Примѣняя терминологію новѣйшаго времени, можно сказать, что для Бѣлинскаго въ разсматриваемую эпоху, истинный, великій поэтъ и художникъ былъ чѣмъ-то въ родѣ Ничевшескаго «сверхчеловѣка», который на копотню современности смотритъ сверху внизъ.

Въ конечномъ выводѣ Бѣлинскаго по вопросу о томъ, долженъ ли поэтъ отзываться на современность, весьма любопытны слѣдующія строки:

"Дѣло Питовъ, Фоксовъ, О’Конелей, Таленрановъ, Кауницевъ и Метерниховъ (sic!) — участвовать въ судьбѣ народовъ, испытывать свое вліяніе въ политической сферѣ человѣчества. Дѣло художниковъ — созерцать «полное славы творенье» и быть его органами, а не вмѣшиваться въ дѣла политическія и правительственныя. Иначе придется воскликнуть:

Бѣда, коль пироги начнетъ печи сапожникъ,

А сапоги тачать пирожникъ.

Кто тутъ только не сваленъ въ одну кучу! Бѣлинскій не только безъ всякаго дурного чувства произносить имя Метерниха, этого дикаго, мрачнаго олицетворенія душившей Европу реакціи, но ставитъ его въ одинъ рядъ съ такими благородными борцами за свободу, какъ О’Коннель. Въ этомъ смѣшеніо столько прямого незнакомства съ вопросами политическими, что тутъ непремѣнно надо видѣть одинъ изъ источниковъ того настроенія, подъ которымъ сложились теоріи Бѣлинскаго. Онъ просто совсѣмъ былъ незнакомъ съ міромъ «политики», такъ же какъ и друзья его; онъ просто не интересовался явленіями общественными и политическими. Онъ, какъ и друзья, были въ то время политически-необразованы, всецѣло ушедши въ философію и искусство. Если черезъ 2—3 года, подъ вліяніемъ Герцена, Бѣлинскій изъ человѣка индифферентнаго къ «политикѣ» дѣлается ярымъ ея поклонникомъ, то оттого главнымъ образомъ, что знакомство съ Герценомъ ввело его въ кругъ общественно-политическихъ идей. Достаточно было ему просто ознакомиться съ этимъ до того чуждымъ ему міромъ, чтобы лежавшее въ основѣ натуры Бѣлинскаго стремленіе добраться до самой настоящей правды быстро дошло до уразумѣнія ненормальности окружающаго строя. Стало для него яснымъ, что не можетъ человѣкъ съ нравственными запросами «объективно» и «сверху внизъ» смотрѣть на безобразія, кругомъ творящіяся, что поэтъ поэтомъ, по прежде всего надо быть гражданиномъ.

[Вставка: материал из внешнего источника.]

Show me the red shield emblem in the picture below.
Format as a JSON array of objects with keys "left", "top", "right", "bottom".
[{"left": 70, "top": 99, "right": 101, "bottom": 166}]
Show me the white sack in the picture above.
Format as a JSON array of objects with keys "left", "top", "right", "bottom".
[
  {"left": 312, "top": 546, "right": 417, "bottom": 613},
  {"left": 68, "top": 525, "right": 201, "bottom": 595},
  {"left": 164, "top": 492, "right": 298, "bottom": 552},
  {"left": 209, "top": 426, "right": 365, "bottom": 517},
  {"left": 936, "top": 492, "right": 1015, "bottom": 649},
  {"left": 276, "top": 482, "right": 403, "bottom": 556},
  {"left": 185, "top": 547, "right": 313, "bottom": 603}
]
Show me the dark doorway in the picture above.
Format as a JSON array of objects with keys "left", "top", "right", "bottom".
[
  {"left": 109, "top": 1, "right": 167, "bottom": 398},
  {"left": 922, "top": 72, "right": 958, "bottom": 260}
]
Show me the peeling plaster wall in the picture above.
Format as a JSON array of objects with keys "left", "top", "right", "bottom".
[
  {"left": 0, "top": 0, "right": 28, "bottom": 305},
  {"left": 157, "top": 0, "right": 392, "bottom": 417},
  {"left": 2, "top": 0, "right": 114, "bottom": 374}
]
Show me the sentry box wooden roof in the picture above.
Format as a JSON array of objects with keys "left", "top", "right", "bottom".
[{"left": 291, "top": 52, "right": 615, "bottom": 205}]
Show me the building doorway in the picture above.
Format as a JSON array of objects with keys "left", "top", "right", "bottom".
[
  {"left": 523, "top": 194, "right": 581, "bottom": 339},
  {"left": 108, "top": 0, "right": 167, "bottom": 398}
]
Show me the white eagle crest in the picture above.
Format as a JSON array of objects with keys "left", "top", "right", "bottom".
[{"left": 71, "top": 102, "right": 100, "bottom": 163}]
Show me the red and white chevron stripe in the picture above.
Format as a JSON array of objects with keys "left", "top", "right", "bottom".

Портреты, приложенные къ IV тому.

править

1. Портретъ Бѣлинскаго, Нарисованный академикомъ К. П. Горбуновымъ по его же портрету 1843 года, на второй день послѣ смерти Бѣлинскаго.

Это тотъ же самый портретъ, который былъ данъ при III томѣ, но съ прибавкою бороды и усовъ. Бѣлинскій отпустилъ ихъ въ послѣдній годъ жизни, когда ему стало трудно бриться. Горбуновъ на второй день послѣ смерти Бѣлинскаго, ничего не измѣняя въ самомъ портретѣ 1843 года, гдѣ у Бѣлинскаго нѣтъ ни усовъ, ни бороды, добавилъ ихъ на экземплярѣ литографіи. Въ этомъ измѣненномъ видѣ портретъ былъ снова (должно быть, около 1858 года) налитографированъ въ литографіи главнаго управленія дирекціи путей сообщенія (Поля), а затѣмъ награвированъ Іорданомъ. Гравюра Іордана будетъ дана при слѣдующихъ томахъ.

Какъ было уже сказано въ III томѣ, горбуновскій портретъ 1843 г. не отличается большимъ сходствомъ. Тѣмъ болѣе это приходится сказать о позднѣйшей дорисовкѣ. Такого вида, собственно, Бѣлинскій никогда не имѣлъ. Тогда, когда онъ отпустилъ бороду и усы, болѣзненное лицо его, сравнительно съ 1843 годомъ, очень осунулось, черты лица заострились (см. въ дальнѣйшихъ томахъ набросокъ Языковой). Кромѣ того, волосы и борода, какъ видно изъ наброска Языковой, не имѣли у больного Бѣлинскаго такого прилизаннаго, франтоватаго вида.

2. Михаилъ Александровичъ Бакунинъ (1814—1876). Этотъ рѣдчайшій литографическій портретъ имѣетъ сбоку надпись Н. Mitreuter 1843 (въ цинкографическомъ воспроизведеніи нашемъ подпись почти незамѣтна). Портретъ былъ любезно предоставленъ въ наше распоряженіе братомъ Михаила Бакунина и другомъ Бѣлинскаго — Николаемъ Александровичемъ Бакунинымъ (р. 1818), котораго мы лѣтомъ 1900 г. посѣтили въ родовомъ имѣніи Бакуниныхъ — знаменитомъ въ лѣтописяхъ новѣйшей русской литературы селѣ Прямухинѣ (подъ Торжкомъ). У Николая Александровича имѣется еще совершенно такой же портретъ въ цвѣтной литографіи. По отзыву другого брата Михаила Бакунина и тоже друга Бѣлинскаго — Александра Александровича Бакунина (р. 1821), портретъ очень похожъ, хотя общій характеръ черезчуръ щеголеватый.

Для насъ непонятно, какимъ образомъ уже въ 1843 г. могла явиться мысль о литографическомъ портретѣ Бакунина. Онъ тогда только-что появился въ Европѣ и никакой извѣстностью еще не пользовался. Первыя статьи его (подъ псевдонимомъ Елизара) въ нѣмецкихъ органахъ «лѣваго» гегельянства, первое участіе въ дѣятельности европейскихъ политическихъ партій относится къ 1845—1847 гг.



  1. Въ XII томѣ, послѣ того какъ передъ глазами читателя пройдетъ обширная переписка Бѣлинскаго съ отдѣльными членами семьи Бакуниныхъ, мы снова вернемся къ ней и дадимъ свѣдѣнія о каждомъ изъ ея представителей.
  2. Укажемъ на цѣлую книгу о Гегелѣ Кэрда (М. 1898), на огромную статью Владиміра Соловьева въ «Энцик. Словарѣ» Брокгауза и Ефрона.
  3. Лишь небольшія выдержки изъ него приведены въ «Очеркахъ гоголевскаго періода» Чернышевскаго.
  4. Какъ и всѣ почти, Панаевъ навѣрно называетъ книгу Глинки, заглавіе которой «Очерки Бородинскаго Сраженія».